Club football has long taken precedence over the international game, but the World Cup still has an unrivalled ability to propel little-known players into the realms of superstardom. In 1998, at the tender age of 18, Michael Owen emerged as an almost overnight sensation and one of the most exciting sportsmen on the planet.

He was like nothing else on show in France, his blistering pace and directness seeming to represent the hyper-energetic future of football. Owen was utterly fearless and set about destroying the confidence of seasoned centre backs with impunity. Memories of their meeting no doubt still give Roberto Ayala sleepless nights.

It could all have been so different given the fierce competition for places. England went into the 1998 World Cup with arguably the strongest crop of strikers they’d ever had. As a leading target man and his country’s captain, Alan Shearer was an automatic pick. Looking to rekindle their partnership from the Euros two years previously, Glenn Hoddle chose Teddy Sheringham as someone who could drop deeper and link the play. Les Ferdinand and Michael Owen were selected as back up.

Several others could consider themselves unlucky to miss out. Injuries had marred Robbie Fowler’s season but he remained a great natural goalscorer. Ian Wright had helped Arsenal to a Premier League and FA Cup double while Andy Cole was cut from the provisional 30-man squad despite scoring 25 times in all competitions for Manchester United. So too was Coventry City’s Dion Dublin.

Dublin, Owen and Chris Sutton, who had fallen out with Hoddle over his refusal to play for the England B team, had finished as joint-top scorers in the Premier League that year with 18 goals each. The teenager was the only one to be included after an outstanding breakthrough season. Expected to be used as a substitute against tiring defences, his raw pace gave the squad another dimension.

Starting the tournament on the bench, having only made his England debut four months previously, Owen forced his way into the starting lineup with an equaliser against Romania after coming off the bench in the second group game. With the ball turned back into the six-yard box by Alan Shearer, he pounced on a loose touch from Paul Scholes to find the net.

Owen later hit the post with a shot from range, and although Romania came back to win in the 90th minute through Dan Petrescu, he had made enough of an impression to start against Colombia.
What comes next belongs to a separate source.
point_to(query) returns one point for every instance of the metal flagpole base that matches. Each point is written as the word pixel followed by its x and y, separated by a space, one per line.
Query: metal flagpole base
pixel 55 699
Teddy Sheringham was forced to make way. Driving forward with the ball at every opportunity, Owen terrorised the Colombian defence throughout the 90 minutes as a comfortable 2-0 win sealed England's progress to the second round, and a fateful meeting with Argentina.

The match was to be the making of him and go down in history as one of the World Cup’s classic encounters. In a breathless first half where both sides shared four goals, Owen won the penalty from which Alan Shearer scored, taking a strategic tumble as he looked to burst between two defenders. Then, in a moment of sheer audacity that has been endlessly replayed since, and deservedly so, he scorched past two challenges to score an unforgettable goal. 

England eventually went out on penalties after David Beckham’s red card but they at least had a new hero to soften the blow. There were seemingly no limits to what Owen was capable of. He believed unquestioningly in his ability and, for an all-too-brief spell, the world did too. He would play in another two World Cups, and score two more goals, but never with that same intoxicating sense of endless possibility.

Injuries and burnout deprived Owen of his electric pace and meant that he never quite became the true great that he promised to that summer. Football evolved too and strikers were expected to live off more than just pure speed and their own instincts, however sharp. Despite Owen's subsequent decline, at least we'll always have Saint-Etienne.